Gdy przyjechali na parking w okolicy szlaku stały już na nim dwa samochody. No to jeszcze tłoku na trasie nie ma - stwierdził Milosz. Zresztą to, że one tu stoją to nie dowód, że ich pasażerowie idą na Rysy. Może idą do schroniska przy Popradzkim Jeziorze. Idziemy, a nie drałujemy. Ja wiem, że teraz to moglibyście ten odcinek do Popradzkiego Stawu pokonać kłusem i kawałek szlaku również, ale my będziemy iść równym, nie szybkim spacerowym tempem. Niczego nam na szczycie nie wykupią, bo niczego ciekawego tam nie sprzedają, szczytu nikt nam nie ukradnie, więc nie ma się do czego spieszyć. Poza tym jeszcze się rok szkolny nie skończył i nie jest to szczyt sezonu turystycznego. Jeśli komuś będzie się bardzo spieszyło to nas wyminie i niech sobie kłusem leci , my nie będziemy z tego powodu przyspieszać. I przypominam - jeśli coś komuś będzie "nie tak", bo za szybko, bo już się zmęczył, bo mu duszno albo coś innego się dzieje to proszę mi o tym natychmiast powiedzieć. Opatrunki na pocierane palce i pięty też mam w razie czego. My też mamy - powiedziała Marta.

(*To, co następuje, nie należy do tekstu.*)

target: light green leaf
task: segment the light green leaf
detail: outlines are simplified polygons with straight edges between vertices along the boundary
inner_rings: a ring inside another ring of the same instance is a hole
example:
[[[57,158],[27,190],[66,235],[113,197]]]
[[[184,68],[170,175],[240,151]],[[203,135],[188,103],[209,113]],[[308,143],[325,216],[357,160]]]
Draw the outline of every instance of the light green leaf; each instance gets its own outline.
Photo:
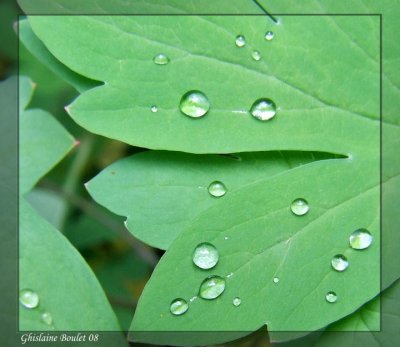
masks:
[[[26,110],[34,84],[20,78],[20,193],[29,191],[74,146],[72,136],[46,111]]]
[[[57,60],[35,36],[28,20],[22,19],[18,22],[18,34],[19,39],[29,52],[31,52],[47,68],[71,84],[77,91],[84,92],[85,90],[96,87],[100,84],[97,81],[90,80],[75,73],[65,65],[61,64],[61,62]]]
[[[257,180],[329,157],[311,152],[194,156],[149,151],[110,165],[86,189],[98,203],[127,216],[125,225],[135,237],[167,249],[193,218],[218,202],[208,192],[213,181],[223,182],[231,194]]]
[[[20,304],[22,331],[118,331],[99,283],[79,253],[24,199],[20,205],[19,288],[39,296],[37,308]],[[41,320],[49,312],[51,324]],[[123,346],[122,336],[116,340]]]
[[[374,52],[366,57],[323,17],[291,17],[285,25],[265,16],[34,16],[29,21],[65,65],[106,82],[70,105],[71,116],[92,132],[132,145],[193,153],[347,153],[354,148],[350,143],[358,142],[351,141],[357,124],[379,119],[379,41],[363,38]],[[378,19],[352,21],[379,31]],[[276,35],[271,42],[264,39],[268,29]],[[235,45],[238,34],[247,38],[243,48]],[[253,50],[261,52],[260,61],[251,58]],[[158,53],[171,62],[154,64]],[[190,90],[201,90],[211,103],[201,119],[179,110]],[[248,113],[262,97],[279,108],[270,122]]]

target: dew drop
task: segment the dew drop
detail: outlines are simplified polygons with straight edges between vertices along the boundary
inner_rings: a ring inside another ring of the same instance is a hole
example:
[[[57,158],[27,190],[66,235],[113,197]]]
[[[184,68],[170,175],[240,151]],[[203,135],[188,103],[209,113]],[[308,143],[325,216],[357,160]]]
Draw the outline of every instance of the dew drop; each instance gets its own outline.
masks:
[[[192,118],[199,118],[208,112],[210,102],[202,92],[192,90],[182,96],[179,108],[185,115]]]
[[[239,306],[242,303],[242,300],[240,298],[234,298],[232,301],[234,306]]]
[[[238,46],[239,48],[244,47],[246,45],[246,39],[243,35],[238,35],[236,36],[235,39],[235,44],[236,46]]]
[[[194,250],[193,263],[200,269],[211,269],[217,265],[218,250],[211,243],[200,243]]]
[[[175,299],[171,302],[169,310],[175,316],[180,316],[184,314],[189,309],[189,305],[184,299]]]
[[[30,289],[23,289],[19,292],[19,302],[26,308],[39,306],[39,295]]]
[[[337,300],[337,295],[335,292],[328,292],[325,295],[325,299],[326,299],[326,301],[328,301],[330,303],[334,303]]]
[[[290,209],[296,216],[303,216],[310,210],[310,206],[306,200],[296,199],[290,204]]]
[[[154,56],[153,61],[157,65],[166,65],[169,63],[169,58],[165,54],[160,53]]]
[[[50,314],[50,312],[44,312],[40,316],[40,319],[42,320],[43,323],[47,325],[52,325],[53,324],[53,316]]]
[[[349,241],[353,249],[366,249],[371,246],[372,235],[367,229],[357,229],[351,233]]]
[[[343,254],[335,255],[331,260],[331,264],[336,271],[344,271],[349,266],[349,262]]]
[[[192,297],[189,301],[190,302],[193,302],[193,301],[195,301],[197,299],[197,296],[194,296],[194,297]]]
[[[226,278],[231,278],[233,276],[233,272],[231,272],[230,274],[226,275]]]
[[[151,106],[150,108],[151,112],[156,113],[158,112],[158,107],[156,105]]]
[[[224,240],[228,240],[229,239],[229,237],[228,236],[224,236]]]
[[[212,300],[218,298],[225,290],[225,280],[220,276],[209,276],[200,285],[199,296]]]
[[[271,41],[271,40],[274,38],[274,33],[273,33],[272,31],[267,31],[267,32],[265,33],[264,38],[265,38],[267,41]]]
[[[250,113],[254,118],[267,121],[276,114],[276,105],[271,99],[258,99],[250,108]]]
[[[272,280],[274,283],[278,283],[279,282],[279,277],[274,277]]]
[[[259,61],[259,60],[261,60],[261,53],[259,51],[253,51],[253,53],[251,53],[251,57],[255,61]]]
[[[226,194],[226,187],[220,181],[214,181],[208,186],[208,192],[210,195],[215,196],[216,198],[220,198]]]

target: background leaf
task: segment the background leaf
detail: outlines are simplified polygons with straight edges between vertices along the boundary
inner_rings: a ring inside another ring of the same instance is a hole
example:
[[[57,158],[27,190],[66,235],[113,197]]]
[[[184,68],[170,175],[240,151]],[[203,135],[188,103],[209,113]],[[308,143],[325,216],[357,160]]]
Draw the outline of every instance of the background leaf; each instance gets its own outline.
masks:
[[[32,82],[20,79],[20,193],[30,190],[74,145],[74,139],[46,111],[25,110]]]
[[[20,206],[19,254],[19,288],[31,289],[40,298],[37,309],[20,306],[20,330],[119,330],[89,267],[67,240],[24,200]],[[52,315],[53,324],[41,320],[44,312]],[[124,345],[122,338],[116,343]]]

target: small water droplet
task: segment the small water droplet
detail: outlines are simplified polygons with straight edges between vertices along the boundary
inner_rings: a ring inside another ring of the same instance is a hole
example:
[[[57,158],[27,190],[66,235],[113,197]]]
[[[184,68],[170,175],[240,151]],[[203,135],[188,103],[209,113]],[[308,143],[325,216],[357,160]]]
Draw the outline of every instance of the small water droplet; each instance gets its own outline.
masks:
[[[228,239],[229,239],[229,237],[228,237],[228,236],[225,236],[225,237],[224,237],[224,240],[228,240]]]
[[[233,272],[231,272],[230,274],[226,275],[226,278],[231,278],[233,276]]]
[[[151,112],[156,113],[158,111],[158,107],[156,105],[151,106]]]
[[[303,216],[310,210],[310,206],[306,200],[296,199],[291,203],[290,209],[296,216]]]
[[[258,99],[251,106],[250,113],[254,118],[266,121],[276,115],[276,105],[271,99]]]
[[[179,108],[185,115],[192,118],[203,117],[210,109],[210,102],[205,94],[192,90],[182,96]]]
[[[246,39],[243,35],[238,35],[236,36],[235,39],[235,44],[236,46],[238,46],[239,48],[244,47],[246,45]]]
[[[193,263],[200,269],[211,269],[217,265],[219,259],[218,250],[208,242],[200,243],[194,250]]]
[[[171,306],[169,310],[171,313],[175,316],[180,316],[181,314],[184,314],[189,308],[188,303],[184,299],[175,299],[174,301],[171,302]]]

Przez najbliższą godzinę będziemy iść nieciekawą, asfaltową drogą. Pójdziemy kulturalnie prawą jej stroną. Ruch samochodowy jest tu minimalny, bo mogą tędy jeździć tylko pojazdy uprzywilejowane, a ich jest mało. Groźni są tylko rowerzyści, zwłaszcza jeśli jadą jakąś grupą. Tu jeszcze są marne widoki, przed nami po lewej stronie widać taką skromną górę, która nazywają Skrajna Baszta, Tylko nie bardzo rozumiem w czym ona podobna jest do baszty a po prawej stronie jest ściana Osterwy, a tam w nieco dalszej perspektywie widać Kopę Popradzką. Po drodze miniemy drogę do tego cmentarzyka pod Osterwą. Nikt tam nie jest pochowany, to symboliczny cmentarzyk, te mini nagrobki to upamiętnienie tych, którzy góry kochali, zdobywali je właściwie na całym świecie i najczęściej w górach zginęli. I sporo wśród nich Polaków.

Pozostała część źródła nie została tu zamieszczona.